# D5100 not taking picture after hearing focused beep



## montuq (Feb 23, 2013)

Sometimes, after hearing the focused beep from pressing the shutter button half way and then completing the press of the button, it doesn't take a picture... is that normal?


----------



## KmH (Feb 23, 2013)

Which of the 3 auto focus modes, and 3 auto focus area modes is the camera set to?


----------



## montuq (Feb 23, 2013)

Auto-servo AF and Auto-area AF


----------



## JoeHemi (Feb 23, 2013)

I know it happens to me in certain modes if there is not enough light to expose. It will focus but not take the picture, typically the Aperture setting or shutter setting will flash in the viewfinder. I don't remember those modes though. Does it still happen to you if you rotate the dial to something different?


----------



## montuq (Feb 24, 2013)

so far it seems that it only happen in the auto mode.. I contacted Nikon and I will post back when I find out.  I also found out that I can't seem to be able to use continuous shooting mode in any mode except for the sports mode ... I asked them about that too.


----------



## JoeHemi (Feb 24, 2013)

montuq said:


> I also found out that I can't seem to be able to use continuous shooting mode in any mode except for the sports mode ... I asked them about that too.

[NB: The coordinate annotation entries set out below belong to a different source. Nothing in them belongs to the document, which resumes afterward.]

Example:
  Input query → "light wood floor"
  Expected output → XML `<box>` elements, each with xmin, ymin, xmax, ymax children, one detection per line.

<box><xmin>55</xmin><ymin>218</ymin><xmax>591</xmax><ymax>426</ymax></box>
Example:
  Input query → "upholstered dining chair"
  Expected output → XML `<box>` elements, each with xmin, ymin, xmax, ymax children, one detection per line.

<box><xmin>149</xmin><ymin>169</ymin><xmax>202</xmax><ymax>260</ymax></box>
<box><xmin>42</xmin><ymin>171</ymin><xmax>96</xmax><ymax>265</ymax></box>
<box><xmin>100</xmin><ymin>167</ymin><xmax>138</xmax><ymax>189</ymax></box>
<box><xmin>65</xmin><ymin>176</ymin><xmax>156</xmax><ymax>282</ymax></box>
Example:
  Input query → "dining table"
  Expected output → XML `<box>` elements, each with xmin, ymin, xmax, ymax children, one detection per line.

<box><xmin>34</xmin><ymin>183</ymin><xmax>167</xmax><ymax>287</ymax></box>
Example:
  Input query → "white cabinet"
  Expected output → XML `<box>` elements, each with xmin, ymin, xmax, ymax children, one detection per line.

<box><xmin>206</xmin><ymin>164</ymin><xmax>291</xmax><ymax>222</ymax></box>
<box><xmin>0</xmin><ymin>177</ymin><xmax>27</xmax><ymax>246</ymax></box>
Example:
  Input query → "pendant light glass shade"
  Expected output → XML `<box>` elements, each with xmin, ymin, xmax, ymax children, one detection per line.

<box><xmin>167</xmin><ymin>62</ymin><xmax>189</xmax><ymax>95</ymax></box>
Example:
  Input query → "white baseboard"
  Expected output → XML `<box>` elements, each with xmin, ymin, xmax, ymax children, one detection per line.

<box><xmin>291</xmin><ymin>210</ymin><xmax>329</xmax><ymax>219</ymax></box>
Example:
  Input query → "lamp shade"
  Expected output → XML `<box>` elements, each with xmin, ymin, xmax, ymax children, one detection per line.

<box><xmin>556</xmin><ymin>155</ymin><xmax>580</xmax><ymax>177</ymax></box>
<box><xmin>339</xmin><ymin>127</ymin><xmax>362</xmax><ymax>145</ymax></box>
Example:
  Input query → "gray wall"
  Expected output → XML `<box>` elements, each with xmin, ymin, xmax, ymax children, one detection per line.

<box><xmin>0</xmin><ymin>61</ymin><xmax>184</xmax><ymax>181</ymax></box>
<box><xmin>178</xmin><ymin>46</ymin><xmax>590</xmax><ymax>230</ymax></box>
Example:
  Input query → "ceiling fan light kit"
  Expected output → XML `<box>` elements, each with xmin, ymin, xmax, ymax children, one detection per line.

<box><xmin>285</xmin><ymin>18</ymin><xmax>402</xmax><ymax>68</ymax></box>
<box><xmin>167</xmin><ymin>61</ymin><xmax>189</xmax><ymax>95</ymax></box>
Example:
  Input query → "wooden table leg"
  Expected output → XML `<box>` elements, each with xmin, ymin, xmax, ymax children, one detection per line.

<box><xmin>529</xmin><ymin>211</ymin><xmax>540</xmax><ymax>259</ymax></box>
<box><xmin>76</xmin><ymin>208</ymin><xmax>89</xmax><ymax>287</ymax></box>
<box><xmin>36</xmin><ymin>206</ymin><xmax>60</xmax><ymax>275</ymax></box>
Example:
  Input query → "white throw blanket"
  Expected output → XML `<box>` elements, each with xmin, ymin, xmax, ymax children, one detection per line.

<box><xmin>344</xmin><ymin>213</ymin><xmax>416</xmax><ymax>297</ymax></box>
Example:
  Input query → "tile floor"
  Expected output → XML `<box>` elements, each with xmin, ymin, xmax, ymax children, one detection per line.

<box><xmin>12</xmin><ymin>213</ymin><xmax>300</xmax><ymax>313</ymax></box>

Try this. Go to Menu, section d4 of Custom Setting Menu and disable the "Exposure delay mode" if it's enabled. That may be why you can't shoot continuous.


----------



## 412 Burgh (Feb 24, 2013)

Do you have a memory card in?


----------



## montuq (Feb 24, 2013)

JoeHemi said:


> montuq said:
> 
> 
> > I also found out that I can't seem to be able to use continuous shooting mode in any mode except for the sports mode ... I asked them about that too.
> ...



It is disabled


----------



## montuq (Feb 24, 2013)

412 Burgh said:


> Do you have a memory card in?



yes


----------



## 412 Burgh (Feb 24, 2013)

montuq said:


> 412 Burgh said:
> 
> 
> > Do you have a memory card in?
> ...



I didn't ask to insult your intelligence lol. What mode are you shooting on? Sometimes I leave my camera to fire using the wireless remote. But when I control it with hands on the camera it'll beep but won't fire. Sometimes that gets me.


----------